The road from graffiti to commercial success is not an easy route, street artists don’t always receive the respect and recognition they deserve. However, KAWS not only deserves it, his work commands it.

New York based, KAWS became infamous by subverting imagery on billboards, bus shelters and phone booth advertisements. Instead of treating the ad space as a blank canvas, KAWS would incorporate the imagery into his own message. Seizing commercial messages and altering it to reflect his own is now a staple in KAWS’ work. His role in street art earned him a spot in MOCA’s Art in the Streets.

As an artist and designer of limited edition toys and clothing, his paintings and sculptures are designed to transcend language and cultural barriers. He has reworked iconic characters such as Mickey Mouse, Michelin Man, the Smurfs, Spongebob Squarepants and the Simpsons. The work is unique and straddles the line of fine art and mass-produced merchandise.  By repeating images that are internationally known he is able to infiltrate a larger audience.

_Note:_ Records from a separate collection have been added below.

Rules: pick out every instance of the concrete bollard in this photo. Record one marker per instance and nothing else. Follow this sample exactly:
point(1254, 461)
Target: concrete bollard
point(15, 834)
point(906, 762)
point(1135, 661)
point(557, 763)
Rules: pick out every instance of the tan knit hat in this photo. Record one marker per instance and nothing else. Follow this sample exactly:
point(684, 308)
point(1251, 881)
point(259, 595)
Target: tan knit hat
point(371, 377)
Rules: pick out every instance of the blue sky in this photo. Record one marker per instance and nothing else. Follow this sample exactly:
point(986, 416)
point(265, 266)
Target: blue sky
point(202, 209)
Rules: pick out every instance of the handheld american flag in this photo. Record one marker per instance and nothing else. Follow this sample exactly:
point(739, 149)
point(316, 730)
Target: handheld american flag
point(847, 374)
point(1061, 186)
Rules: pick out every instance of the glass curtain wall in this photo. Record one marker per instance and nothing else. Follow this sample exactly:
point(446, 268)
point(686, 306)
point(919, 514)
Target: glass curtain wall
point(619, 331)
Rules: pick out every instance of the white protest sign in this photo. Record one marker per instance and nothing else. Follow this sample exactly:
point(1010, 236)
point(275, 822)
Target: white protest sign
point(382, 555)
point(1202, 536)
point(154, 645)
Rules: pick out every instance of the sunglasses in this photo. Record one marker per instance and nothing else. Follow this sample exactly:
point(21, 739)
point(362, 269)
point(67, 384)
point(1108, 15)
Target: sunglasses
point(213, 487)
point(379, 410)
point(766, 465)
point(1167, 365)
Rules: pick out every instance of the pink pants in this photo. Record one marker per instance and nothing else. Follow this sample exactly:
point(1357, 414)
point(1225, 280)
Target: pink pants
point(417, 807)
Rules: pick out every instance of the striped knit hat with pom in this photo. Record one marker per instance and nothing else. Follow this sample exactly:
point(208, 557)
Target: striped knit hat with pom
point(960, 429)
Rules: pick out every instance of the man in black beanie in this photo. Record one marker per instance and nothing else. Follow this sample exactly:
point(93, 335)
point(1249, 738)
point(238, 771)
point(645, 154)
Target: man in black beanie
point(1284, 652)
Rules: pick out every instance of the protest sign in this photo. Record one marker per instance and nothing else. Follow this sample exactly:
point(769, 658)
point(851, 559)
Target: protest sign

In KAWS’ newest work he continues using cartoons to convey his message and places them in circular paintings. The use of vibrant, jubilant colors is contradicted by the look of anger, frustration or horror that many of the animated characters’ facial expressions. What stole the show were the massive companion figures. The statues stood at 10 ft. tall and resembled Mickey Mouse with a skull and crossbones in place of a head. They were both painted black with one displaying the external body, unaltered. The second statue was half  intact body, the other half revealing the organs. The body looked like it was a cadaver that would be used in Toon Town. KAWS’ work is something you shouldn’t miss, his exhibition “Hold the Line,” will be up until October 21st, 2011 at the Honor Fraser gallery in Los Angeles.